After being dye-free for just thirty days, Cameron experienced the following:
1. Hives subsided
2. Anger diminished
3. Started speaking
4. Learned his colors
5. Slept better at night
6. Body pain lessened
7. Developed compassion & empathy
8. Began to socialize (He couldn’t handle being in public places with any number of people prior to this.)
Cameron started kindergarten, free of artificial colors and flavoring at the same school where two previous teachers “suggested” medication. Three months into the school year, he was awarded “Student of the Month.” He no longer needed speech therapy or an IEP. The therapist had no explanation as to why he suddenly could talk, but I am 100% certain it is from removing the additives. His occupational therapist contacted me three years after her last meeting with him, saying she couldn’t believe the progress he had made. She said she assumed he would always have major issues.
Food sensitivity avoidance has become our way of life. We follow the Feingold Foodlist almost 100%. Cameron still has “eczema” flare-ups occasionally, but they are not as severe. There are zero behavior issues that we deal with now. Cameron sleeps an average of eight hours a night, seven days a week. He has never been sent to the principal’s office, and he actively & willingly participates in school. We still need to tweak his diet on a regular basis and watch for things, but it is much easier now. We also found Cameron can have reactions to dyes in soap, shampoo, temporary tattoos, toothpaste etc., so, all of that must be dye-free also.

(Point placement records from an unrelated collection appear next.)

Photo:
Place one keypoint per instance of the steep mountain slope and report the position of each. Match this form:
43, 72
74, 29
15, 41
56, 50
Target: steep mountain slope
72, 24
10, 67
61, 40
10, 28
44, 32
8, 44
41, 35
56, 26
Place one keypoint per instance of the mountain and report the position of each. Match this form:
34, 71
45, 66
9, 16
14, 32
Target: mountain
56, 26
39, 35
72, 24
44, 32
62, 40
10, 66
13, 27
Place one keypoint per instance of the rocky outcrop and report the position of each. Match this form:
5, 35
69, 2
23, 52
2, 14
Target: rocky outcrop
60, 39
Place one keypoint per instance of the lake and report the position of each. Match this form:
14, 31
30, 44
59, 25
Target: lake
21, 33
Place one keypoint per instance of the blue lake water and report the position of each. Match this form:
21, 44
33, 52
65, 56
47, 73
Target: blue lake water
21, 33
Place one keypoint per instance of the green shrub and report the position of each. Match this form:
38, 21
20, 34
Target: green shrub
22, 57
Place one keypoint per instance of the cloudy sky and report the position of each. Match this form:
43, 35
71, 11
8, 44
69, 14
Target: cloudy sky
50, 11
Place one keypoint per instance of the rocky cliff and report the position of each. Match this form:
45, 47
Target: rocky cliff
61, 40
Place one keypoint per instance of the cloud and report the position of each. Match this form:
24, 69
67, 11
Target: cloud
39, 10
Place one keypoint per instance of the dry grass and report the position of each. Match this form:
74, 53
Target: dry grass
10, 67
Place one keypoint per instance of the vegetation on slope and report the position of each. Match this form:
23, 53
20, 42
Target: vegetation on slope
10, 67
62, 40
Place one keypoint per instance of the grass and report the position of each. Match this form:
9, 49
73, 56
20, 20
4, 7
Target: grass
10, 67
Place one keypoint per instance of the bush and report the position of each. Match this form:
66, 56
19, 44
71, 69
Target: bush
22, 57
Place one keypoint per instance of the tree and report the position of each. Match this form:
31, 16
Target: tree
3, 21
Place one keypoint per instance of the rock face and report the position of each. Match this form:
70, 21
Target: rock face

The last accidental food coloring exposure was in May 2014. Within twenty minutes of ingesting a microscopic amount of red dye 40, he was curled into the fetal position, lying on the floor, under the table in a restaurant, experiencing severe body pain & itching. An hour after ingestion, his speech became loud and rapid, and he was unable to hear us when we tried to speak to him. For two hours after exposure to the dye, he repeatedly used the word “what.” His behavior became manic, but while this subsided quickly, the body pain lasted several days. We have found that soaking in a bath with baking soda can lessen some of the symptoms as it helps draw out toxins. We went dye-free in 2013, to try and clear up the hives issue. I never in a million years would have thought additives in food could be linked to Cameron’s behavior, but after seeing the cravings for and withdrawal from food coloring, I can honestly say it should be illegal. It is addictive and mind-altering, just like any other drug.
Success at last!
After consulting many allergists, dermatologists, pediatricians & pediatric rheumatologists for more than five years, and not getting help, we finally figured out my son’s issues. It began with an online petition and continued with the help and guidance of the Feingold Association. Happily, Kraft removed the synthetic food coloring from its Mac & Cheese in 2016.